Sidang PTUN: Saksi Ahli Akui Putusan Majelis Partai Golkar tak Lazim

maiwanews – Saksi ahli yang dihadirkan tergugat Kemekumham, Lintong Oloan Siahaan berpendapat, struktur putusan Mahkamah Partai Golkar (MPG) terkait dualisme kepengurusan partai beringin itu berada di luar kelaziman.

Lintong mengakui, struktur putusan yang dikeluarkan MPG terkait sengketa kepengurusan Partai Golkar tidak terlalu sama dengan umumnya putusan yang dikeluarkan oleh hakim profesional.

Meski tidak lazim lanjut Sintong, tapi putusan MPG bisa dipahami.”Putusan MPG memang ada yang lain dari kelaziman, tapi bisa dipahami, karena pemutus-pemutus ini orang pandai namun bukan berkarier hakim,” kata Lintong Oloan Siahaan usai memberi kesaksian di Pengadilan Tata Usaha Negara (PTUN) Jakarta, Senin (27/4/2015).

Umumnya kata pakar hukum tata negara ini, putusan yang dikeluarkan hakim berisi dengan identitas, duduk perkara, pertimbangan hukum, hingga rincian diktum.
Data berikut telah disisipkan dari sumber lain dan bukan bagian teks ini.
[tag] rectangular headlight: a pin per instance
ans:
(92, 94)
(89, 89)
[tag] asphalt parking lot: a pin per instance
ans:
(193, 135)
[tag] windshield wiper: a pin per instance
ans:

Tapi kata dia, bukan berarti tidak ada keputusan.

Lintong menjelaskan, berpendapat meskipun ada perbedaan pendapat antara empat hakim Mahkamah Partai Golkar, namun mahkamah sejatinya tetap mengeluarkan putusan yang bersifat final dan mengikat, karena akhir putusan itu ada kata-kata ‘demikian diputuskan yang ditandatangani empat hakim.

Selain Lintong, tergugat Menkumham juga hadirkan dua saksi ahli lainnya yakni mantan Hakim Mahkamah Konstirusi (MK) Prof Harjomo dan Prof Maruarar Siahaan. Selain mantan Hkim MK, Maruarar juga dikenal sebagai Rektor UKI Jakarta.